While this work remains talent intensive, more exploration is happening across the wider workforce, and competing for technical talent is less pressing. Some teams at this stage have found signs of significant cost savings and returns from increased employee productivity. Here the ROI is starting to show, but real returns are capped by the inherent limitations of copilots and chat interfaces that keep employees from embedding gen AI into more of their real business work.
Stage Three: Integrated Use & Uncapped Upside
While we're still early in the 'final' stage of workforce-wide gen AI adoption, early adopters and market reports are showing the value it brings. The companies that have implemented multiple active applications of gen AI throughout the organization have 43% of their teams using the technology near-daily for multiple aspects of their work.
AI-Integrated Workflows
At this stage, gen AI has graduated from an employee’s assistant to a driver of their everyday work, empowering them to solve new problems and do more of what they do best. With access to large language models (LLMs), non-technical teams are working with more data than ever before, and complex analyses are newly accessible to domain experts–the people closest to that part of the business. They’re extracting key insights from their data in minutes instead of months, without the need of technical help.
One-off subscriptions and point solutions are being replaced by robust gen AI workspaces. Here, teams can leverage multiple models in an environment that's connected to their data sources. This reduces budget demands and compliance concerns by centralizing access to data and gen AI across the organization. In contrast to prior stages, CIOs and IT teams can breathe a sigh of relief!
Most notably, non-technical employees have moved from being consumers of AI to producers of AI. A user-friendly, safe, and data-connected interface allow them to:
- Combine multiple data sets and use prompts to analyze or transform them–without technical knowledge
- Create new classifications and workflows that reflect their domain expertise
- Collaborate across teams by sharing prompts and data to do more work and solve new problems
Investing in Cross-Functional Skills
Instead of focusing AI education on specific tools, training and up-skilling at this stage is focused on developing core critical thinking skills. Employees are equipped to break down a problem and embed gen AI into simple and complex tasks. As employees learn about both data engineering (how to curate their data) and prompt engineering (how to interact with it), they can leverage gen AI for a wide range of unique processes and needs. Resources that help employees leverage gen AI in tandem with basic data engineer practices are helping teams come to data-driven, validated conclusions without overburdening data and engineering teams.

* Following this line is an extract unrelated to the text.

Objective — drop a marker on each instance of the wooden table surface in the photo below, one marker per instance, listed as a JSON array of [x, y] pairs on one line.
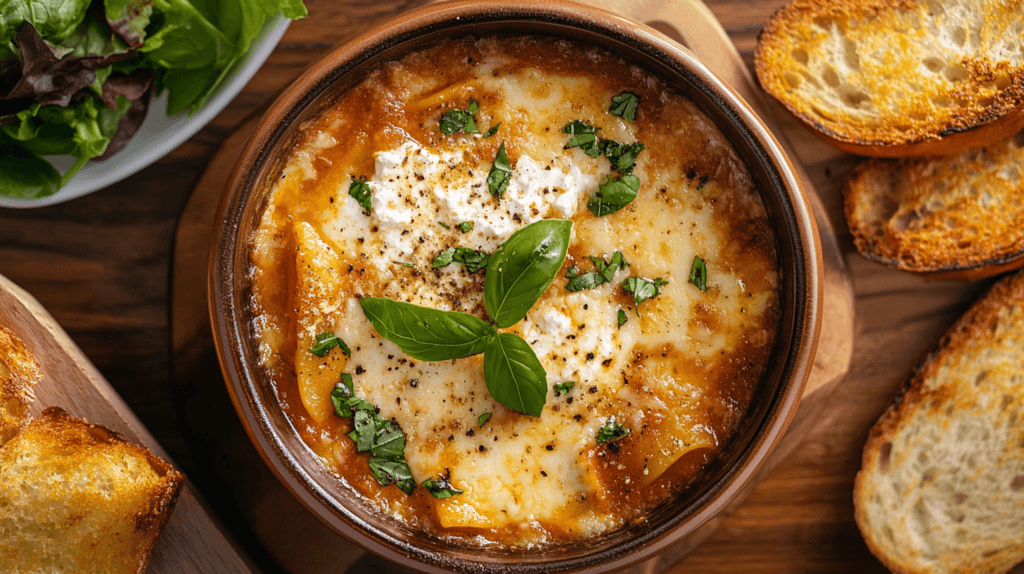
[[100, 264]]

Improved Technical AI Efficiency
With more access to data and models, technical teams are diving deeper into their AI projects. Many teams are building or fine-tuning proprietary models, building AI-powered products, or working on big picture solutions. Even the most technical work is accelerated with an integrated approach to gen AI, and as technical teams become more efficient in their work, the pressure to compete for additional technical talent in an expensive hiring market is drastically reduced.

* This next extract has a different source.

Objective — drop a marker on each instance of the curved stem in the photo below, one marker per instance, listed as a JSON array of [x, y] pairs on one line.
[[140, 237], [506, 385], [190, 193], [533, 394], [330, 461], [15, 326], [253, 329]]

In this stage, companies are generating talent; employees across domains are up-leveling the way they work in real time. Technical teams can focus on building the best AI foundations, knowing that non-technical teams will improve those models with their domain expertise. Here, companies are getting beyond the initial promises of productivity and efficiency, and starting to capture the returns of a value-creating workforce. To suggest an ROI would be to impose a false ceiling; these teams are limited only by the solutions they can imagine.